Column:
Introducing Sarah Steinberg
Back to the future when women were comedy
Hello and welcome to my introduction
Dr. Phil once told his audience that people will believe what you tell them about yourself. I believed him and so, with that in mind, allow me to tell you a little bit about myself. My name is Sarah and I am an expert on stuff. I believe it is my expertise that led the unpaid interns of Broken Pencil to ask me to write this article about women and comedy. Holy smokes! Women and comedy! That’s a big subject. Sure, I know what you’re thinking. She’s not an expert on all stuff; how could that be? Well, if my B.A. in Stuff Studies from Concordia University with a specialization in Everything doesn’t convince you, why don’t I prove it with this totally awesome spate of facts that I just came up with off the top of my head: Seagulls are the largest non-flying birds in Canada; open heart surgery is now an Olympic sport; my gramps is the king of Russia. There. Now that you believe me, you probably want to know where this whole women’s comedy thing is going. I have two words for you: Sandals European Beach Resort in Jamaica. Where it’s going it don’t need roads. That, by the way, is a reference to the film Back to the Future and Ronald Reagan both. Expert!
In the future
But the real question to ask is: Will there be a future? And if so, will there be women? Another important question to ask is: In the future, if there is one, will everything be comedy? Will comedy replace men? Will comedy dress the same or will it be wearing shiny space-age leotards? My answer to all of the above is: you bet. Now that I’ve sewn that up like a good woman who knows her role, let’s look at a serious issue facing women today. Not that issues have faces. I’m not saying that. That would be insane. Imagine!
The funniest sexual harassment
In my early twenties I was offered a job in San Diego as an editorial assistant. I flew to California with nothing but a few bags and my Social Security number written on the back of my left hand. I was broke, sweaty, and I was hungry for work and food. My boss was the author of a popular textbook about advertising. He was 67 years old and he liked to come up behind me and massage the small space of skin located directly under my bra strap. Another thing he liked to do, another favourite activity of his, was this: he liked to stand at the corner of my desk and delicately place his balls on the Formica tabletop. He would ask me a question like, “Have you seen to those proofs yet?” and his balls would be splayed out like a snack-size serving of bar meatballs. He was, after all, an authority on advertising. One day my boss lost the use of his limbs. My job changed radically. I became a nursemaid, and wheeled him around in his chair and helped feed him. Every day at four I left the office to get him a Frappacino.
A list of words and things I find funny
Some things I think are funny include, but are not limited, to: farts and sexy kangaroos, especially combined. Tickles always make laugh. The words “handjob,” “squid,” and its plural, “squids” as well as “hump,” and its plural, “humps.” Talking babies or talking dogs.

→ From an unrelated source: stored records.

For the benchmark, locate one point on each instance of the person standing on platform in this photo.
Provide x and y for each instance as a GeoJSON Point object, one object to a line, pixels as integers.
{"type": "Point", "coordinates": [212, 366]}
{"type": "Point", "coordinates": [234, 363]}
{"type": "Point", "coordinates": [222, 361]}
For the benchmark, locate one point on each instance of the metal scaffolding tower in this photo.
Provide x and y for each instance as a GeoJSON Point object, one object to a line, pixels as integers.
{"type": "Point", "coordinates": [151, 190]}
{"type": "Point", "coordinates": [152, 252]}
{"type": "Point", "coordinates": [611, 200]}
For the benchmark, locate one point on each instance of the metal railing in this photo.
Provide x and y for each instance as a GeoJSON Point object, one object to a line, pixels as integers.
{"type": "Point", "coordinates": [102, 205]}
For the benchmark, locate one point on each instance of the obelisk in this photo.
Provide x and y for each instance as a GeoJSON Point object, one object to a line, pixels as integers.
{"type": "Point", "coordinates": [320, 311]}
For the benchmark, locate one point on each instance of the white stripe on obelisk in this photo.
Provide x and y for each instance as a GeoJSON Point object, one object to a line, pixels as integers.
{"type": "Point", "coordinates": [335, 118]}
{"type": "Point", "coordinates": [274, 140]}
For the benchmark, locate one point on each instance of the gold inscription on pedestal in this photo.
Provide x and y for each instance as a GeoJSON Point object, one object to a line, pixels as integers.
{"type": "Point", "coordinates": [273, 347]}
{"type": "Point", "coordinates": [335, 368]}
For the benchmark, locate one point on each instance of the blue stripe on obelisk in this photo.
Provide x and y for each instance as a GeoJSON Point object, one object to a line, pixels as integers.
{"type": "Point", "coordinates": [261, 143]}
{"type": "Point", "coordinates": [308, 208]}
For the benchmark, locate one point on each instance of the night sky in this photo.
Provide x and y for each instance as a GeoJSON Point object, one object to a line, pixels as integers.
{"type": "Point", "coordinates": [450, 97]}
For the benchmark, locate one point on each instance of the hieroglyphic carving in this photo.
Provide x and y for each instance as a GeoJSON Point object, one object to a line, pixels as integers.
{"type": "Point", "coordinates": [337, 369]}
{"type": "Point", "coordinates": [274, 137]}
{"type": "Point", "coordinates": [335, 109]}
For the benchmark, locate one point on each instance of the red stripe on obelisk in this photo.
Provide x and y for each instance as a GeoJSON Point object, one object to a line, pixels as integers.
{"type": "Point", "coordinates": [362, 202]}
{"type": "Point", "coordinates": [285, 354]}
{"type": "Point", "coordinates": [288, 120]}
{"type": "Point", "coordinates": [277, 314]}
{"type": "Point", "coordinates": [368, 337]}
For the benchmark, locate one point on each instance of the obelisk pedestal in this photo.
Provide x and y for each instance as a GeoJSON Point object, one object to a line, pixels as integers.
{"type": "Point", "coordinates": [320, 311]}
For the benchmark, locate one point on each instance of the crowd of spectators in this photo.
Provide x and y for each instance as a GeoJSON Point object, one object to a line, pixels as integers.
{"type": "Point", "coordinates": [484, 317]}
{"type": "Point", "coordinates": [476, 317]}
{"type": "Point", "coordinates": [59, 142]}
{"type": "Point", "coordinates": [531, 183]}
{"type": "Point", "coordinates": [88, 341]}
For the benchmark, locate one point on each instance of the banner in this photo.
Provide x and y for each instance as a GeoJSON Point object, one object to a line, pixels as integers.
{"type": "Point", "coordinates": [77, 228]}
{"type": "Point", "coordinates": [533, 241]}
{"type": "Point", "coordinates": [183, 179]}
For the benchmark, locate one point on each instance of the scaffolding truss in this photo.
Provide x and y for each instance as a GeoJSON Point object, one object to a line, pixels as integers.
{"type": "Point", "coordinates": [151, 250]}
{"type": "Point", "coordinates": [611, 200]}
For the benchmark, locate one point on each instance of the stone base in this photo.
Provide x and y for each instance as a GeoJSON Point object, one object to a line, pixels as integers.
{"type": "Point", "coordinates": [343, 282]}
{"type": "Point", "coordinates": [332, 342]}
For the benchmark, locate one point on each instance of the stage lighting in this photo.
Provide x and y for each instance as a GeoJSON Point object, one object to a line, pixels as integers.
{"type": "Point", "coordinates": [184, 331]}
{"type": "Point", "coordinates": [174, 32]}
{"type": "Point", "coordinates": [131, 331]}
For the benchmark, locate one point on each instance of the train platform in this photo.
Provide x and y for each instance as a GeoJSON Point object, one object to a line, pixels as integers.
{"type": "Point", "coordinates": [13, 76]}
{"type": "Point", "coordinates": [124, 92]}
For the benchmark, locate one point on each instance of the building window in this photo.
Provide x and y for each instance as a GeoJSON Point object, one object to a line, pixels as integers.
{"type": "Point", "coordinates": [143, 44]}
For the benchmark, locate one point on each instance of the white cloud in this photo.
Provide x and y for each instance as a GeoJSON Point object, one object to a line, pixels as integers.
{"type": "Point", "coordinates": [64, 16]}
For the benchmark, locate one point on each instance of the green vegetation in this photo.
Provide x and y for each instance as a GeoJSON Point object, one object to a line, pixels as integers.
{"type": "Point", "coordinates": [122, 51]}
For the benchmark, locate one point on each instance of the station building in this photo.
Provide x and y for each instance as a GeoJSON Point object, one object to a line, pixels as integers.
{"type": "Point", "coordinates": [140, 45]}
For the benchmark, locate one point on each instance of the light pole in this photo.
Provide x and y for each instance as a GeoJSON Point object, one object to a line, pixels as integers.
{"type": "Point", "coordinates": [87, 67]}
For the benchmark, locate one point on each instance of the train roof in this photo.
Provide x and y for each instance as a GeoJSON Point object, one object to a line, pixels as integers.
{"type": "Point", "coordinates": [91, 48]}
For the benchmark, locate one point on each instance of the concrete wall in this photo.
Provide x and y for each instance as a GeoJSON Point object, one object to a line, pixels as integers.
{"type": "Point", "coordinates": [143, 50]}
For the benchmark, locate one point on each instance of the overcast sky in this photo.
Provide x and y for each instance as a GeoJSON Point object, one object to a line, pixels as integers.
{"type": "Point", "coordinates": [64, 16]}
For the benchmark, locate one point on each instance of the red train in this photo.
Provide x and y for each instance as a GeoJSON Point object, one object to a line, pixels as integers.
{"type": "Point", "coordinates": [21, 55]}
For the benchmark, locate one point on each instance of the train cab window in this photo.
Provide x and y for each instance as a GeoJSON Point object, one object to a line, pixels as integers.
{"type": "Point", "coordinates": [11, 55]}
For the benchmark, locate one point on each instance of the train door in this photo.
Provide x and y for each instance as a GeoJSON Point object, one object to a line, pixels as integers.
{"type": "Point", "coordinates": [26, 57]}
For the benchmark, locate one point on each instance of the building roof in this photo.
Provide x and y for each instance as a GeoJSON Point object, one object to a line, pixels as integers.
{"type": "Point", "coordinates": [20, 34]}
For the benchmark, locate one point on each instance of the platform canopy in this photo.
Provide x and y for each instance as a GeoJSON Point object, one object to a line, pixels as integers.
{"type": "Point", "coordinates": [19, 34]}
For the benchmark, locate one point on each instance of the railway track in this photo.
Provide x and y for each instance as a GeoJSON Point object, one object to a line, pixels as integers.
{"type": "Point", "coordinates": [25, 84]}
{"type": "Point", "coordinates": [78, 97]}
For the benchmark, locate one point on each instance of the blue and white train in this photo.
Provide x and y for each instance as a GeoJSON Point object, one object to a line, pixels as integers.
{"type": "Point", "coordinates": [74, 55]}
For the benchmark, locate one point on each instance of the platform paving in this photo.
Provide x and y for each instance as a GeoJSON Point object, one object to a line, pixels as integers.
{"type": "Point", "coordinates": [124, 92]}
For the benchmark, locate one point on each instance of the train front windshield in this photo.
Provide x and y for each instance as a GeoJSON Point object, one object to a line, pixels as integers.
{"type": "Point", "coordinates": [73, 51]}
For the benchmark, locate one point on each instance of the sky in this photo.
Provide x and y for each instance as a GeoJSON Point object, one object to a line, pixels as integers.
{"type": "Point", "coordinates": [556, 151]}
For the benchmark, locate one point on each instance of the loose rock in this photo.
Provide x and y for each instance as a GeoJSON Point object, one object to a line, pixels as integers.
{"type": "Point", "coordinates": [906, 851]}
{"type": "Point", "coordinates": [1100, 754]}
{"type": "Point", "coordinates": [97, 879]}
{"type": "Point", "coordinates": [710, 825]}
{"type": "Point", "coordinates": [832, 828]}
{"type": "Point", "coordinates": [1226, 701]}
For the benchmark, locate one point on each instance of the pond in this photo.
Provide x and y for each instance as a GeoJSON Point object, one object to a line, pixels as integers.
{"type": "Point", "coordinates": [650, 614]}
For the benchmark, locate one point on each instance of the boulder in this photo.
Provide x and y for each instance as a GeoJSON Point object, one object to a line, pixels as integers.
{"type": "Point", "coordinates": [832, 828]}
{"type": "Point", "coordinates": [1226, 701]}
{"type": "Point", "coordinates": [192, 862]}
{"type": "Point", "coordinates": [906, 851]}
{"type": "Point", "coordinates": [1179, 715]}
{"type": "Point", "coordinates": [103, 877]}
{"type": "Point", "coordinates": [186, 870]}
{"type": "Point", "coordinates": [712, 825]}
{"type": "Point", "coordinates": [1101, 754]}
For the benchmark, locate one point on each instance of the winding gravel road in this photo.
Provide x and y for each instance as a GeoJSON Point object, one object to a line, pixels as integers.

And what about if the babies are female? Or the dogs are female or the babies are female dogs? That’s a bonus. When people write “thnaks” by accident instead of “thanks.” It makes my day, especially if they are thnaking me for something particularly hilarious, like writing to remind me that I owe them money. I’m sure they’re eating sandwiches when they make that spelling error. I’m positive they’re eating a sammie with one hand and using their baby fingers to type out their notes, and that they have crumbs falling in the keyboad. I also like receiving birthday cards from people who feel slighted. Here is a replication of one such card: “Dear “Sarah”, It has been over a decade since you have “talked” to me, and I’m very hurt by “that”. But today is all about you so “happy birthday!!!””
Conclusion
Even as an expert, writing about comedy is something that no one should ever do, under any circumcision. Your best bet is to marry a dentist and donate money to the McCain — Palin Down’s Syndrome Fund. That is to say, comedy, even for women, is like shooting fish in a barrel. It’s not rocket surgery, but it’s not easy either.